Entre las acciones litúrgicas de la Iglesia revisten una singular importancia los sacramentales, «signos sagrados creados según el modelo de los sacramentos, por medio de los cuales se expresan efectos, sobre todo de carácter espiritual, obtenidos por la intercesión de la Iglesia. Por ellos, los hombres se disponen a recibir el efecto principal de los sacramentos y se santifican las diversas circunstancias de la vida»[3]. El Catecismo de la Iglesia Católica específica, además, que «los sacramentales no confieren la gracia del Espíritu Santo a la manera de los sacramentos, pero por la oración de la Iglesia preparan a recibirla y disponen a cooperar con ella» (n. 1670).
Al género de los sacramentales pertenecen las bendiciones, con las cuales la Iglesia «invita a los hombres a alabar a Dios, los anima a pedir su protección, los exhorta a hacerse dignos, con la santidad de vida, de su misericordia»[4]. Ellas, además, «instituidas imitando en cierto modo a los sacramentos, significan siempre unos efectos, sobre todo de carácter espiritual, pero que se alcanzan gracias a la impetración de la Iglesia»[5].
En consecuencia, para ser coherentes con la naturaleza de los sacramentales, cuando se invoca una bendición sobre algunas relaciones humanas se necesita – más allá de la recta intención de aquellos que participan – que aquello que se bendice esté objetiva y positivamente ordenado a recibir y expresar la gracia, en función de los designios de Dios inscritos en la Creación y revelados plenamente por Cristo Señor.

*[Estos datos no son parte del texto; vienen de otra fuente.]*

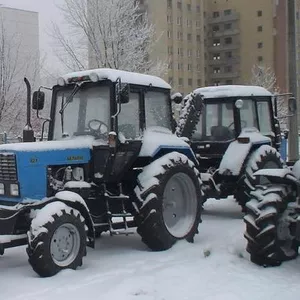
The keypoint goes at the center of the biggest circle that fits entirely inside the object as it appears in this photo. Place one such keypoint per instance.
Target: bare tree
(265, 77)
(107, 33)
(13, 68)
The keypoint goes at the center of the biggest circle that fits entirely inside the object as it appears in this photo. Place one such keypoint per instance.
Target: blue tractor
(111, 163)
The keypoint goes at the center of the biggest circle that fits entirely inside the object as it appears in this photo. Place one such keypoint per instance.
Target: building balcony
(223, 33)
(223, 76)
(234, 16)
(225, 47)
(224, 61)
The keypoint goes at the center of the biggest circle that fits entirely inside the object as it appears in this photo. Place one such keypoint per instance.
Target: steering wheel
(95, 125)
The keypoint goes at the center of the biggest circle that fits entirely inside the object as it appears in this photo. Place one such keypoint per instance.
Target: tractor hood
(27, 163)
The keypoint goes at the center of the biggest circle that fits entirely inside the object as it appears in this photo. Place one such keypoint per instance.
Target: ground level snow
(215, 267)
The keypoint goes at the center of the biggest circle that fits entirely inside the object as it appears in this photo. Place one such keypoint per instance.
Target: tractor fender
(238, 151)
(75, 201)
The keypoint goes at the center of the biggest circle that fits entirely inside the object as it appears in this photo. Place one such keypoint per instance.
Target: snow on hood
(223, 91)
(126, 77)
(70, 143)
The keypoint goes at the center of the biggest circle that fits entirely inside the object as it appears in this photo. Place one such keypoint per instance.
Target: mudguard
(237, 152)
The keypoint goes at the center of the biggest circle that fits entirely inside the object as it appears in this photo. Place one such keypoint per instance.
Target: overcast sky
(48, 12)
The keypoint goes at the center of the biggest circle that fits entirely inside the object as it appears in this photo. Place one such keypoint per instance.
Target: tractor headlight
(2, 189)
(14, 189)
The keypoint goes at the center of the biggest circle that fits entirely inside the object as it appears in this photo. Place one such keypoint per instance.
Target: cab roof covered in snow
(112, 75)
(232, 91)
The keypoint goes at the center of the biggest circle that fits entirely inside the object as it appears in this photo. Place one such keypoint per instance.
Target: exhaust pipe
(28, 135)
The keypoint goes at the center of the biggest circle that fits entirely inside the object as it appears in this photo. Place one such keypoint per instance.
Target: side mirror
(177, 98)
(38, 100)
(292, 105)
(124, 94)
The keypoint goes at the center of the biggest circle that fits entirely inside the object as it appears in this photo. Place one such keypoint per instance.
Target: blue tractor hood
(33, 159)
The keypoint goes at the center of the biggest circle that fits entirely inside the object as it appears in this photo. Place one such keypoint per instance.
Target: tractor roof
(224, 91)
(113, 75)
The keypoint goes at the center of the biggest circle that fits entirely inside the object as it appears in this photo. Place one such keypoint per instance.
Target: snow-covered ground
(215, 267)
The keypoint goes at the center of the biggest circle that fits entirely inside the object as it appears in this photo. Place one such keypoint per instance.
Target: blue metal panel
(32, 169)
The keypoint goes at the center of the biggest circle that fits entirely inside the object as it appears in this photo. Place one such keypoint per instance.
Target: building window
(216, 56)
(228, 26)
(216, 42)
(228, 69)
(216, 14)
(228, 40)
(228, 54)
(216, 28)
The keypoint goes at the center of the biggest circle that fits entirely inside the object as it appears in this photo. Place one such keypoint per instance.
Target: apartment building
(179, 28)
(241, 34)
(20, 29)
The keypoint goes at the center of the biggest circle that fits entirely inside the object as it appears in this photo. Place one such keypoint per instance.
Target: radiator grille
(8, 169)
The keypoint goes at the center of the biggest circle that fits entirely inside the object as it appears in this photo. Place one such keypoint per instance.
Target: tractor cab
(228, 111)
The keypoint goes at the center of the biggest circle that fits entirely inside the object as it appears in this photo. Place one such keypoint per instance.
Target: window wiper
(70, 97)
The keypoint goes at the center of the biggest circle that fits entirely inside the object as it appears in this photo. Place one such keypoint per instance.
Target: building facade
(180, 40)
(241, 34)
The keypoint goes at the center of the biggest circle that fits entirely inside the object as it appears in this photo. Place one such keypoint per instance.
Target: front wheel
(169, 191)
(57, 239)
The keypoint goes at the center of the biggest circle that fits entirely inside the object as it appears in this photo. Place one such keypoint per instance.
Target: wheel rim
(268, 165)
(65, 244)
(180, 205)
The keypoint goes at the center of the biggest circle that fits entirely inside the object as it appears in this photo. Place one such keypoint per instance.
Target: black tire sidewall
(41, 243)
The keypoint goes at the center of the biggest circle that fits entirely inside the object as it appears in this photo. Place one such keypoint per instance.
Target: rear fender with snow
(279, 176)
(238, 151)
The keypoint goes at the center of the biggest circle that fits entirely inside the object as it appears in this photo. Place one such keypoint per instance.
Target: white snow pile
(232, 91)
(215, 267)
(158, 137)
(126, 77)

Por tanto, son compatibles con la esencia de la bendición impartida por la Iglesia solo aquellas realidades que están de por sí ordenadas a servir a estos designios.
Por este motivo, no es lícito impartir una bendición a relaciones, o a parejas incluso estables, que implican una praxis sexual fuera del matrimonio (es decir, fuera de la unión indisoluble de un hombre y una mujer abierta, por sí misma, a la transmisión de la vida), como es el caso de las uniones entre personas del mismo sexo[6]. La presencia en tales relaciones de elementos positivos, que en sí mismos son de apreciar y de valorar, todavía no es capaz de justificarlas y hacerlas objeto lícito de una bendición eclesial, porque tales elementos se encuentran al servicio de una unión no ordenada al designio de Dios.
Además, ya que las bendiciones sobre personas están en relación con los sacramentos, la bendición de las uniones homosexuales no puede ser considerada lícita, en cuanto sería en cierto modo una imitación o una analogía con la bendición nupcial[7], invocada sobre el hombre y la mujer que se unen en el sacramento del Matrimonio, ya que «no existe ningún fundamento para asimilar o establecer analogías, ni siquiera remotas, entre las uniones homosexuales y el designio de Dios sobre el matrimonio y la familia»[8].
La declaración de ilicitud de las bendiciones de uniones entre personas del mismo sexo no es por tanto, y no quiere ser, una discriminación injusta, sino reclamar la verdad del rito litúrgico y de cuanto corresponde profundamente a la esencia de los sacramentales, tal y como la Iglesia los entiende.